Director: Randal Kleiser
Cast: Pee-wee Herman, Kris Kristofferson, Susan Tyrrell, Valeria Golino
Have I Seen It Before: Oh, my, yes. It was certainly on a less frequent rotation than Pee-Wee’s Big Adventure (1985), and I think my copy was actually recorded off of HBO, but only started several minutes into the movie. I have very little memory of the film before the storm comes to blow the circus folk into town.
Did I Like It: I think we all (including the filmmakers, one would imagine) remember this as the inferior Pee-Wee movie. In all honesty I may have never felt the temptation to watch it again if it weren’t for the fact that I just got of a months-long binge of Pee-Wee’s Playhouse and needed a fix to wind me down.

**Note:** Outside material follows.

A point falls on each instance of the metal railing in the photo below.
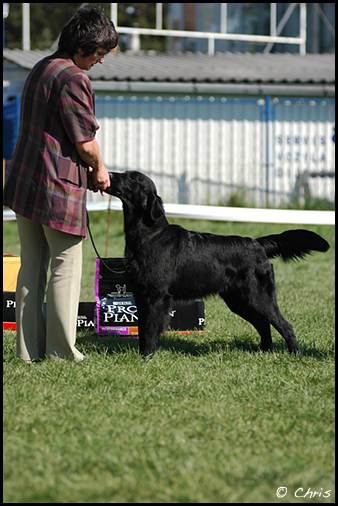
(270, 40)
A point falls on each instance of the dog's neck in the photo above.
(138, 228)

I’m happy to report that it isn’t terrible. There’s a goodly amount of whimsy on display, more than a few funny moments, and a concerted display of the ethos which made Pee-Wee so special in the first place: The idea that weirdos are heroic despite themselves.

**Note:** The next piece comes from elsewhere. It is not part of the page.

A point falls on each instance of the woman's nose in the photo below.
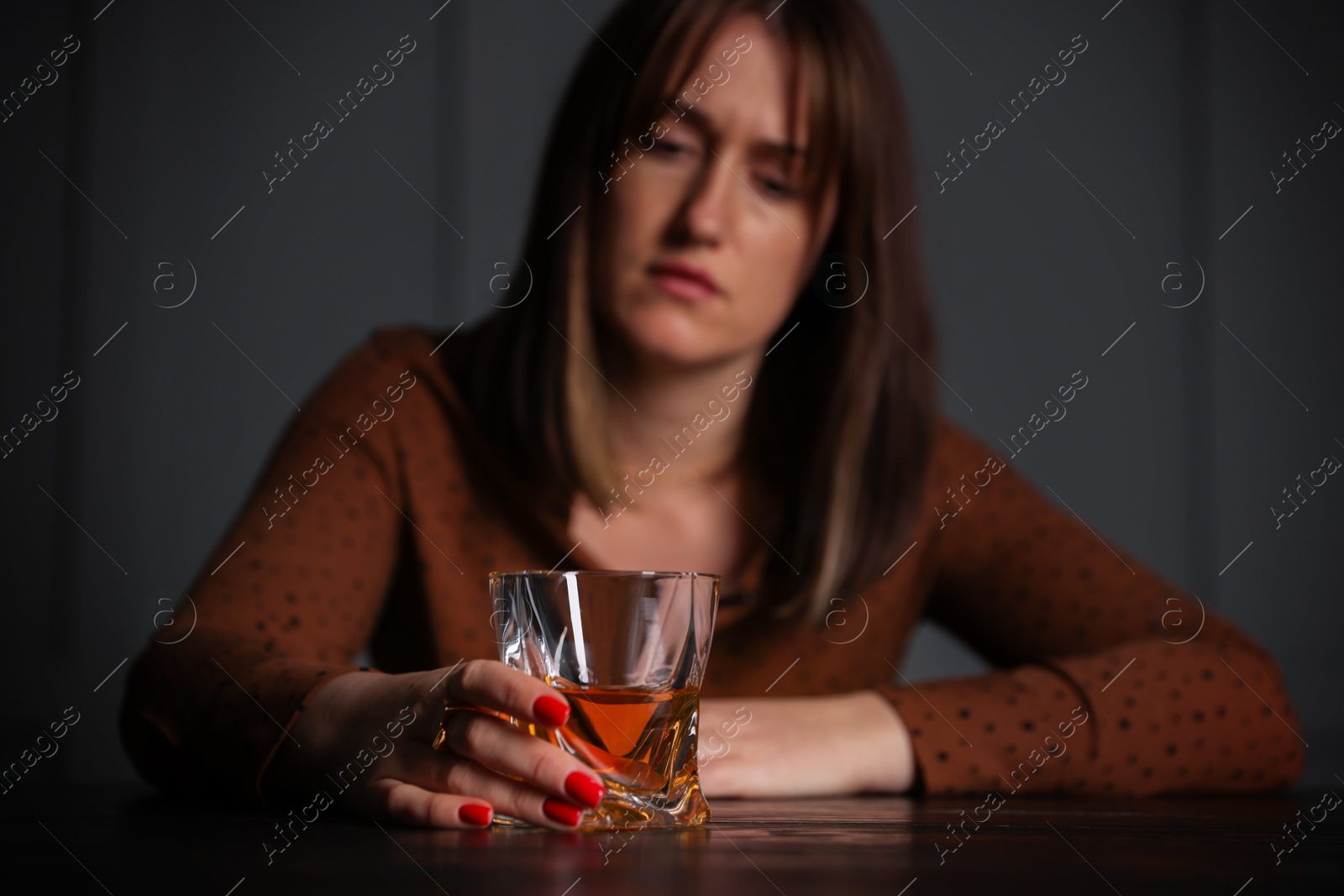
(706, 211)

And yet, it is inferior, not only to Big Adventure, but also to my memory of the more recent Pee-Wee’s Big Holiday (2016). Why? First, I think the whimsy and heroic weirdo quotient is turned strangely down. I’m willing to largely write that off to Tim Burton (he had <ghosts-with-the-most> and <batmen> to keep him busy) opting out of the proceedings in favor of Kleiser, a journeyman director if ever there was one. But it goes deeper than that. Pee-Wee is kind of a horndog in this one, where he’s usually written as something of an asexual imp. Even in the original The Pee-Wee Herman Show, he was only horny in as much as he was being a rascal. It was more performative because it was on HBO than anything else.

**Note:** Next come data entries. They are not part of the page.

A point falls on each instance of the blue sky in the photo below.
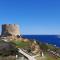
(33, 16)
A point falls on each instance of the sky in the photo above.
(33, 16)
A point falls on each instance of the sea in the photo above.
(50, 39)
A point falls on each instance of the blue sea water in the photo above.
(51, 39)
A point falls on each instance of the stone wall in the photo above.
(10, 29)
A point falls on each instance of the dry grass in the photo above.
(8, 58)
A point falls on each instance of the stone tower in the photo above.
(10, 29)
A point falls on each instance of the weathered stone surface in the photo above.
(10, 29)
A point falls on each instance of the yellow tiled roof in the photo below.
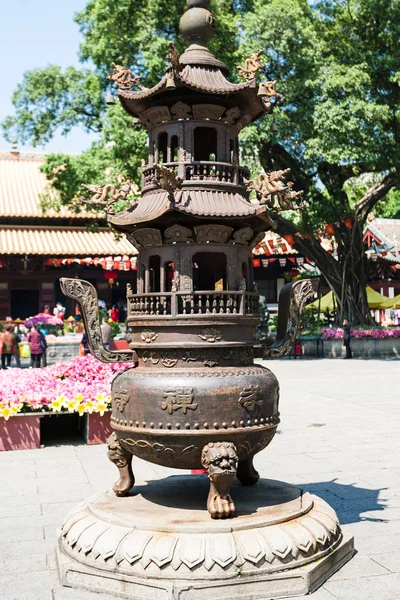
(62, 242)
(22, 183)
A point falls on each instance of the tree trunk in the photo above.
(346, 276)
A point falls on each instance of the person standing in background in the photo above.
(18, 337)
(106, 332)
(115, 314)
(347, 338)
(8, 346)
(59, 311)
(37, 345)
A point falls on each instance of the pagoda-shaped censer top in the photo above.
(195, 398)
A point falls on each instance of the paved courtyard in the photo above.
(339, 438)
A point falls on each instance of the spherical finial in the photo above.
(198, 24)
(198, 3)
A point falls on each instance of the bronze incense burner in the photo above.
(196, 397)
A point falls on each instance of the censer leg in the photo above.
(246, 472)
(220, 460)
(123, 460)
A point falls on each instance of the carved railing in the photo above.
(187, 304)
(199, 171)
(210, 171)
(150, 304)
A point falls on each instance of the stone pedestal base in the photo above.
(160, 543)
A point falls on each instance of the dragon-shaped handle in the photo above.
(292, 299)
(86, 296)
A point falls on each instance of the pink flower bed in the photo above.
(376, 334)
(81, 385)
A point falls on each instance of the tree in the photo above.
(337, 64)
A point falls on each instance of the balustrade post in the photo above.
(242, 308)
(174, 305)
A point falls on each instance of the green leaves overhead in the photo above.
(336, 62)
(51, 99)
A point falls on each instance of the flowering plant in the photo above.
(81, 385)
(377, 334)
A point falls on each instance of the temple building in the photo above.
(382, 242)
(37, 248)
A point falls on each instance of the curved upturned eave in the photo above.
(194, 202)
(200, 79)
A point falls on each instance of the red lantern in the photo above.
(348, 223)
(330, 230)
(290, 239)
(110, 275)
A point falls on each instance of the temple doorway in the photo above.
(209, 271)
(24, 303)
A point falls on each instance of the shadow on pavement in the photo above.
(349, 501)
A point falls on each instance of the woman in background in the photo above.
(37, 345)
(8, 346)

A brief return to horny Pee-Wee might have been okay if the story was a little tighter. The perfect MacGuffin of the best bike in the whole world is nowhere to be found. Instead, the circus comes to town and, wait for it, put on a circus. That might have worked for a quick segment on Playhouse, but it feels too slight for its own good taken to an hour and a half. I’d say that Reubens might have needed a little bit of a break from his most famous creation, but I think he probably would have agreed with me.